Price increases for some high-calorie foods and beverages can lead to lower children’s BMI (body mass index), according to a recent study from Economic Research Service (ERS). They found that a 10% increase in the price of sodas lowered BMI .42% over a year, and that same increase in the price of 100% juices and starchy vegetables lowered BMI .3% over a year.
Childhood obesity has become a global epidemic, and the fight against it is now a national priority. It is the topic of much discussion and debate across the country from schools to nutritionists, health professionals to the food industry. Even the First Lady, with her Let’s Move campaign, is at the forefront of the fight to make our children healthier.
But what causes childhood obesity, and how can we prevent it?

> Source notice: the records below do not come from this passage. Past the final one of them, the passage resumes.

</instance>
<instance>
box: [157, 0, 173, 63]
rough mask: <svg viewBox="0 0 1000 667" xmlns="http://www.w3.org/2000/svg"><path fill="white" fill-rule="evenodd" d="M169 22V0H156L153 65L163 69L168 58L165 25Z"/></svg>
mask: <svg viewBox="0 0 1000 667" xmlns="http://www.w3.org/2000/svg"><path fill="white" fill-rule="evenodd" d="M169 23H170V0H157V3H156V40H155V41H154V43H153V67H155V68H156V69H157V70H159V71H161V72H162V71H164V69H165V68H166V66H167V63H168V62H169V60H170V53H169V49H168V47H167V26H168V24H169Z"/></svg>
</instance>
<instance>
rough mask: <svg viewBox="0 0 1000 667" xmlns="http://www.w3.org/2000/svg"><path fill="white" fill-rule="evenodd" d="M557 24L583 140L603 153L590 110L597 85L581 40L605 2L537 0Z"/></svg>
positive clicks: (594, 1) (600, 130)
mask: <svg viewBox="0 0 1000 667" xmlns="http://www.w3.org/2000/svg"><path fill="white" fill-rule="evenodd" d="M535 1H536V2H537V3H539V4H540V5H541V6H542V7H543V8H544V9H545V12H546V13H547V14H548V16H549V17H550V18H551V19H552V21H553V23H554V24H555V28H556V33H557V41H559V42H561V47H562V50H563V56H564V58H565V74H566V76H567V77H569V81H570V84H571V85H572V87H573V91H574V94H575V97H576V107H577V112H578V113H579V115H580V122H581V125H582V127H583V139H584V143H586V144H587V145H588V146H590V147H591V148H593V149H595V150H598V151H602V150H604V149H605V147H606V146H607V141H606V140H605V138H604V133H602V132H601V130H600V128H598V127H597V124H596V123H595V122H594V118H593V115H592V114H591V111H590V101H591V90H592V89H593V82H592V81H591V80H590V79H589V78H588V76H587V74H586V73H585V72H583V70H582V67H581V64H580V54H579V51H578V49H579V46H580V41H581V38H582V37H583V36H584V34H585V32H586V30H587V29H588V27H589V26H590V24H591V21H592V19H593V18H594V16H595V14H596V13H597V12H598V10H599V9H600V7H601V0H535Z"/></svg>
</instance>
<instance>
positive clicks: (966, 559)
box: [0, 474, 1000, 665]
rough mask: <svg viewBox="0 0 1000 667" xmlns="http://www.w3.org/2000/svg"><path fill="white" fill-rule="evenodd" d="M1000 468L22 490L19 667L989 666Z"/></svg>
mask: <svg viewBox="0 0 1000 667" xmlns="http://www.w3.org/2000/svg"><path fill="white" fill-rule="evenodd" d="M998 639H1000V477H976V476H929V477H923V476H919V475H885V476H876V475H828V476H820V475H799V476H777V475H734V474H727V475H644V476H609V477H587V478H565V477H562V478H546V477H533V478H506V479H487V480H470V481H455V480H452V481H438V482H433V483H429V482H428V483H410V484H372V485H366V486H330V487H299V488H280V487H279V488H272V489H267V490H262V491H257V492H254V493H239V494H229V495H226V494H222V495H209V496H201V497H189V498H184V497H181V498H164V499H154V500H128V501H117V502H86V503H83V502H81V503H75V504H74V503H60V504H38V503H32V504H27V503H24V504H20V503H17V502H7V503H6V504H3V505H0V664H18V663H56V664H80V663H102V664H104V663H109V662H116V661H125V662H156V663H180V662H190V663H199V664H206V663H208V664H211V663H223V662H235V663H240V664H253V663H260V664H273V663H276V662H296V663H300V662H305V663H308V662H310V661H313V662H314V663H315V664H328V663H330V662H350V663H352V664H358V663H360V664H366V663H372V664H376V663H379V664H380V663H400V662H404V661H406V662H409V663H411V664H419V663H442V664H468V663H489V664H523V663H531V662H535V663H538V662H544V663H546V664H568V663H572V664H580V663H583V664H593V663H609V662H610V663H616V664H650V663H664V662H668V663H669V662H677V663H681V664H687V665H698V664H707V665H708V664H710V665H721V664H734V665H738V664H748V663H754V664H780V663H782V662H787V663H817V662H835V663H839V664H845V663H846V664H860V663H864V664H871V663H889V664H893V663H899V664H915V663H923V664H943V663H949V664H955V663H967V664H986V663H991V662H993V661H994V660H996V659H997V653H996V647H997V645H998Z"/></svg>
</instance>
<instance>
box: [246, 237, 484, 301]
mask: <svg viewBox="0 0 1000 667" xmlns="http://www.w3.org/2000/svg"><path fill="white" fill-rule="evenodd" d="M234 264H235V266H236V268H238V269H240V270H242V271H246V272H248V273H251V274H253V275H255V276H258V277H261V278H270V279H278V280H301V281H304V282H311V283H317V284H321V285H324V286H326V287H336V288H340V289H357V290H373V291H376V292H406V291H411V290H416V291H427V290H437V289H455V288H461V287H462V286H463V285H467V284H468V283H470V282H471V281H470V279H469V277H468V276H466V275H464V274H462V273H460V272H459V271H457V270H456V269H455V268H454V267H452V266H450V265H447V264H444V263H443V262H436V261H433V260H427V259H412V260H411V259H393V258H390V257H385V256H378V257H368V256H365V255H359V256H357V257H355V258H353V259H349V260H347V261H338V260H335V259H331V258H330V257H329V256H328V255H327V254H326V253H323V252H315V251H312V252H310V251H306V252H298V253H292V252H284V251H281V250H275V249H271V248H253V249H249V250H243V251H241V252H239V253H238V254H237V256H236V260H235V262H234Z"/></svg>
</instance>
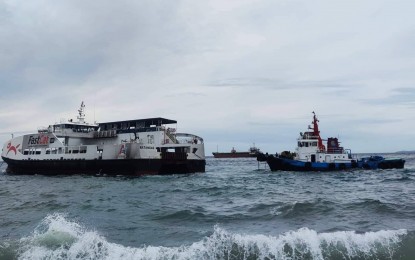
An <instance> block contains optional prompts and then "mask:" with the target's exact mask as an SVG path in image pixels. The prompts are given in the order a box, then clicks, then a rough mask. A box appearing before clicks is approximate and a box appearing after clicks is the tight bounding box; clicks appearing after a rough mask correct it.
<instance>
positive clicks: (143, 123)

In general, childhood obesity is the result of eating too many calories and not getting enough physical activity. However, we know that there are a number of environmental factors that influence the eating and lifestyle choices of parents and children. Some of these factors, like living in a food desert where there is limited access to fresh fruits and vegetables and easier access to energy dense foods, make it difficult for families to make the healthy choice.

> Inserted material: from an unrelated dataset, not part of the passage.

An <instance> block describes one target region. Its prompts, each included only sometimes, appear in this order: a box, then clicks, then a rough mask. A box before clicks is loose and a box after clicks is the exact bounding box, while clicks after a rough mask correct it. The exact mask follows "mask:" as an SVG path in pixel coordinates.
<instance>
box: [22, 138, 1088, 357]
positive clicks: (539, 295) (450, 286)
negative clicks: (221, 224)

An additional factor is that many high-calorie foods have lower prices than healthier foods. These low prices therefore encourage households to buy and consume more unhealthy items. In fact, some public health advocates believe that lowering the prices of low-calorie foods could boost purchases of these items and lead to healthier BMI’s.
To investigate this theory, ERS researchers took a look at children’s BMI’s from a nationally representative survey of children in kindergarten in the 1998-99 school year (that then tracked their heights and weights through eighth grade) and linked this data to prices for eight foods and beverages in the ERS Quarterly Food-at-Home Price Database.
They found that there were small but statistically significant effects of price on children’s BMI. For example, a decrease in the price of sweet snacks during the previous quarter is associated with an increase in BMI of .27%. On the flip side, a 10% decrease for low fat milk is associated with a decrease in BMI of approximately .35%. Similarly, a 10% decrease in the price of dark green vegetables is associated with a reduction in BMI of .28 percent. Household economic framework played a role here too, as lower income households were more responsive to price changes than their higher income counterparts.
“There are a number of factors that affect how consumers respond to price changes. The size of the price change, both nominal and relative to total income, matters. The larger the price change, the more likely consumers will change purchases. Hence, the higher household income, the smaller the price change is relative to total income, and the less responsive households are likely to be,” says Dr. Jessica Todd, Agricultural Economist for ERS and the study co-author.
Interestingly, increases in the price of carbonated beverages resulted in the highest decrease in BMI. While previous studies have looked at this issue for food prices, the effect of beverage prices on BMI had not been previously reviewed. Given the recent attention and popularity of taxing soda, Todd thought it important to contribute to the discussion/policy debate with empirical research on beverages as well.
So what can we do with these findings? Todd says that parents help shape and have some control over children’s diets, yet we know that there are many factors that influence what children eat, especially as they get older. Retailers can provide information, but consumers then need to use that information, and sometimes they may be less likely to read information about nutrition.
Subsidizing healthy food could be another effective strategy to getting children to eat healthier – the topic of much recent research, including experimental studies within the Supplemental Nutrition Assistance Program (SNAP) – but Todd also points out that price is not the only factor that affects food choices.
The Centers for Disease Control and Prevention reports that approximately 17% (or 12.5 million) of children and adolescents aged 2 to 19 are obese, and childhood obesity has tripled over the last 30 years. Obese children are more likely to become obese adults, and if children are overweight, obesity in adulthood is likely to be more severe. Adult obesity is associated with serious health risks including diabetes, some cancers and heart disease.